We have multiple operations that need to select a sample of reasonably bright, unsaturated, possibly isolated stars in single-frame processing: PSF estimation, aperture correction estimation, astrometry, photometric calibration. Eventually, external catalogs may play a role (that’s a separate issue I don’t want to deal with now), but we’ll always need to do some filtering based on our own measurements, rejecting objects due to some flags or other cuts, or possibly selecting objects due to some more complex criteria (“the brightest N objects in each spatial cell”).

I think we want some sort of unified system for specifying these sort of selections, which we could view as a generalization of the StarSelector interface. The problem is code reuse: do we want to have a selector that checks for condition A, another that checks for condition B, and two more to check for “A and B” as well as “A or B”? Some sort of expression parser would perhaps be the most natural approach for simple filtering, but even if we did want to bite off writing one, some important operations can’t be written out easily in a single line. Passing callable objects (sometimes lambdas, sometimes more) into configuration would be a a really slick approach, but I strongly suspect that will make config persistence a nightmare, and probably raise some security concerns.

Right now, I think just having a plugin system with a few multi-purpose general implementations (e.g. “AND together a lis of flags”), along with letting plugins compose themselves via actual class composition seems to be the approach with the lowest activation energy. Any other ideas?

This of course sounds a lot like SQL. Can we not use that (or at least one of the existing reimplementations) in some way?

It certainly would be nice to be able to write SQL (or maybe just WHERE clauses) for the simple filters with lots of composition it supports. But we’d need a way to parse it in a way that lets us filter in-memory tables based on NumPy (afw.table for now, perhaps astropy.table or Pandas in the future?). Or we’d need to have a clever table class with a SQL backend and a NumPy-friendly interface. There may be existing implementations for some part of that - it certainly seems like something a lot of astronomers would use, if it existed - but I’m not aware of any.

By “reimplementations”, I was thinking foremost of Pandas, which appears to have much of SQL’s capabilities.

If Pandas can do SQL (or something similarly featureful in describing expressions), I’m all for it. My knowledge of Pandas is sorely lacking.
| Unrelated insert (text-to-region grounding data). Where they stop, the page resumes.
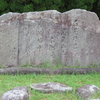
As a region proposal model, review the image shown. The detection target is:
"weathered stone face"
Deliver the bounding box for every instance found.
[76,84,100,100]
[2,86,29,100]
[61,10,100,66]
[0,13,19,67]
[30,82,72,93]
[18,11,62,66]
[1,84,100,100]
[0,9,100,67]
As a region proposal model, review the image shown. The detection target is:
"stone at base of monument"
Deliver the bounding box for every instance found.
[91,99,100,100]
[30,82,73,93]
[2,86,29,100]
[0,67,100,75]
[1,84,100,100]
[76,85,100,100]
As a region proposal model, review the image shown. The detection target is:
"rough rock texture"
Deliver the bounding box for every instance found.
[0,67,100,75]
[0,9,100,67]
[90,99,100,100]
[76,84,100,100]
[2,86,29,100]
[30,82,72,93]
[0,67,51,75]
[1,84,100,100]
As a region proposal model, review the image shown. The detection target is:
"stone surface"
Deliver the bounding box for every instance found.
[0,67,100,75]
[76,84,100,100]
[2,86,29,100]
[1,84,100,100]
[0,9,100,67]
[90,99,100,100]
[30,82,72,93]
[0,67,51,75]
[0,13,19,67]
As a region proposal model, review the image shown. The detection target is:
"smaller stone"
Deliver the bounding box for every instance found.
[30,82,72,93]
[90,99,100,100]
[76,84,100,100]
[2,86,29,100]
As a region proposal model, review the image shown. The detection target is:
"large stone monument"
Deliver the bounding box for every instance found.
[0,9,100,67]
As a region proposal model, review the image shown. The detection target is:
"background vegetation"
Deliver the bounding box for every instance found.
[0,0,100,19]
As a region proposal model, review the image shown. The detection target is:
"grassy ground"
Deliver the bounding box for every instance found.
[17,61,100,68]
[0,73,100,100]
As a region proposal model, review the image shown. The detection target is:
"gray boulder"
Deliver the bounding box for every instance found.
[90,99,100,100]
[30,82,72,93]
[0,9,100,67]
[76,84,100,100]
[1,67,100,75]
[2,86,29,100]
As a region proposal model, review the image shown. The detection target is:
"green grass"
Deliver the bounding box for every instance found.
[18,62,100,70]
[0,73,100,100]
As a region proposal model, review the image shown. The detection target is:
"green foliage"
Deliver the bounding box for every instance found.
[34,0,46,11]
[91,0,100,18]
[23,4,34,12]
[0,0,100,19]
[0,0,8,11]
[9,0,23,12]
[32,0,42,4]
[67,0,95,11]
[16,0,27,3]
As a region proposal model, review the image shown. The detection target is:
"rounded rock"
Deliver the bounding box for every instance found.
[30,82,72,93]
Oh. I guess I’m not really impressed by that, actually. Relative to SQL, that requires the name of the variable holding the table object to appear in the expression when you convert it to a string, and there’s a lot of repetition of that name, as well as a lot of extra punctuation. So it’s not nearly as nice as just putting a SQL phrase into a config field for either the user or the implementer. I imagine we could still use it with some string preprocessing and some Python eval calls, but doesn’t look qualitatively different from afw.table, astropy.table, or even vanilla structured NumPy arrays in terms of supporting WHERE clauses. At most, it seems like NumPy boolean indexing with the bitwise operators overloaded so you don’t have to write e.g. numpy.logical_and out by hand (and they may not have even done that - I can’t tell from the examples).

Pandas support for more complex SQL-like operations (JOIN, GROUP BY) does look very nice, but I don’t think it’s something we really need in this particular context (they certainly seem useful for other things, especially in QA and interactive algorithm debugging).

While the syntax may not be as compact as possible, using one popular package seems to me far better than using something custom or a variety of different non-interoperable packages (e.g. NumPy and an in-memory SQL database) in different places.

On the other hand, if configurability at this level is required, then the tradeoffs start to move in a different direction (but still against custom code).

I’m certainly not suggesting we write a competitor to Pandas ourselves, just pointing out that Pandas isn’t actually any better at this any any other table library. It is indeed more popular and undoubtedly better (than at least afw.table) in myriad other ways.

I do think putting the SQL phrase into a config field is essentially the ideal - it moves as much logic as we’d want from code to config, but no more - but it’s not a requirement.